Well, I'm not a lawyer but to my understanding, in order to collect the debt you first need a judgement against the debtor. The judgement is just a legal order saying that you are owed the money. Once you have that then you can start things like garnisheeing wages, attaching assets, etc. Pretty tough to go this route by yourself and you would probably need a lawyer. I guess that you could possibly sue through small claims court and presumably get judgement and this probably wouldn't cost too much. So then you have a piece of paper and then you have to enforce it-most likely through a lawyer and often that does not work. Its not easy and I have written off one of these myself. Again, I'm not an expert on the subject but have some experience and am just giving you my views for what it may be worth. Good luck.


----------



## Rusty O'Toole (Feb 1, 2012)

I already have a court order (judgement) and I already tried the bank. Have also called the Landlord and Tenant (still waiting for them to return my call) visited the courthouse (the small claims clerk was out) stopped by my lawyer's office (closed while the street outside the office is torn up) and spoke to a collection agent (he wants me to tell him where to find the guy - I'm not the only one looking for him).

Will try the L&T again tomorrow and if necessary, the court house. Somebody must know something.


----------



## birdman (Feb 12, 2013)

Write the scumbag off.


----------



## Xoron (Jun 22, 2010)

frase said:


> Write the scumbag off.


Sounds like the scumbag is still living in Rusty's rental. 

Rusty: if you're willing to forgo the money, how about offering him a pass on it just to leave? A year back rent is a tough pill to swallow, but what are the chances he'd pay now, after not paying for a year anyway? At least you could turn the place back into an income earner rather than pour more money down a hole (and have to deal with the other scumbags enabling him to live there rent free)


----------



## Just a Guy (Mar 27, 2012)

Try a different collection agency, the one you called sounds more life a bailiff, someone who enforces an order (more like hands them the paper and says "do this") as opposed to actually getting the money. A collection agency will usually track down a guy on their own, though any information you can give them helps, and initiate things like garnishing wages, seizing property, etc. 

This is one reason I ask for things like driver's licence number, SIN, and other things for applicants.

Oh, and Rusty said the guy was already gone...


----------



## Xoron (Jun 22, 2010)

Just a Guy said:


> Oh, and Rusty said the guy was already gone...


Yeah, missed that bit. Go get him Rusty.


----------



## Rusty O'Toole (Feb 1, 2012)

He's already gone and he signed an agreement to pay the money he owes me, in front of a judge. This means all I need to do now is garnish his salary and bank account. In order to do that I need to find out his new address or where he works. Somehow he neglected to give me this information, at the same time he neglected to give me the checks he promised.

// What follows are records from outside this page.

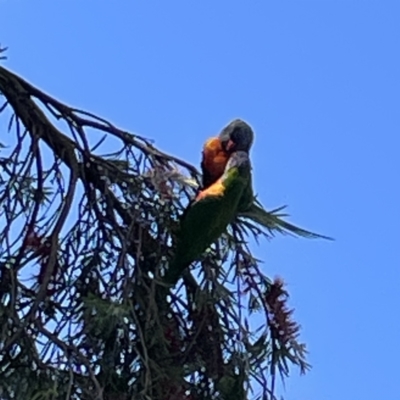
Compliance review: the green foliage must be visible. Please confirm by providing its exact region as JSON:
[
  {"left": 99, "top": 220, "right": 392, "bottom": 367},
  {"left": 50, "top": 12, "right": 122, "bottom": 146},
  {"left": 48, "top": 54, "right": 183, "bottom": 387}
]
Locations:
[{"left": 0, "top": 60, "right": 326, "bottom": 400}]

I could hand the matter over to a collection agency but they would take 25%. That is what I usually do but this time I thought I would try to handle it myself.

This morning I got the information and legal forms at the local courthouse, now all I have to do is track him down. He owes me $3000 and he is going to pay it, plus costs. He is also going to get an interesting addition to his credit reports. Good luck getting credit or renting a house or apartment in the future.

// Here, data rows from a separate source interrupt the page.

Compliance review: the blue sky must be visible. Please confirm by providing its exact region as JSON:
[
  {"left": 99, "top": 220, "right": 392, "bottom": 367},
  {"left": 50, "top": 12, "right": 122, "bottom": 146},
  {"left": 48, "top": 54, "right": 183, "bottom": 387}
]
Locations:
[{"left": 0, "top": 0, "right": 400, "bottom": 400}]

PS He does not owe me for a year, only 2 months. He was chronically late in paying his rent for a year but as soon as he went over 3 weeks behind I started eviction proceedings. Right now he owes 2 months plus expenses.


----------



## marina628 (Dec 14, 2010)

Tracking somebody down easier said than done , people like this will have unlisted number ,bills in somebody elses name.You can try stalking him on facebook I guess like other bill collectors do


----------



## NotMe (Jan 10, 2011)

I learned long ago that getting a judgement granted is about the same thing as sending in an invoice - just because you got one, doesn't mean you're gonna get the money. It seems like you're doing a lot of work for 2 months rent. I know it's like letting the terrorists win but don't throw good money after bad.


----------



## Cal (Jun 17, 2009)

If you get to small claims court, I think you can get a small fee added for your time/inconveinience as well.

When the tenant filled out their application to rent did they not have to include their employment info? or had they changed jobs since then. Also a drivers license number or license plate info. If you have a buddy that is a cop they could look up the drivers info and give you the address that the license is registered at. 

Is there a certain period of time that you have to get the wages garnished or does it expire after so many months.

I would go to where they used to work and tell them you are their previous LL and ask if they have any contact info or forwarding info to get his mail to him. You never know he may still work there, look for the car in that parking lot.

Good Luck


----------



## none (Jan 15, 2013)

Rusty O'Toole said:


> He's already gone and he signed an agreement to pay the money he owes me, in front of a judge. This means all I need to do now is garnish his salary and bank account. In order to do that I need to find out his new address or where he works. Somehow he neglected to give me this information, at the same time he neglected to give me the checks he promised.
> 
> I could hand the matter over to a collection agency but they would take 25%. That is what I usually do but this time I thought I would try to handle it myself.
> 
> ...


If he's 30 or younger he's likely pretty easy to find using social media. You'd be surprised how big the fingerprints can be.


----------



## marina628 (Dec 14, 2010)

Cal said:


> If you get to small claims court, I think you can get a small fee added for your time/inconveinience as well.
> 
> When the tenant filled out their application to rent did they not have to include their employment info? or had they changed jobs since then. Also a drivers license number or license plate info. If you have a buddy that is a cop they could look up the drivers info and give you the address that the license is registered at.
> 
> ...


you have to be careful how you approach him ,you may be on his property or private property and he can then then go after your for harassment. If it were me I would pay the collection people ,chances are you are not the only person he skipped on.


----------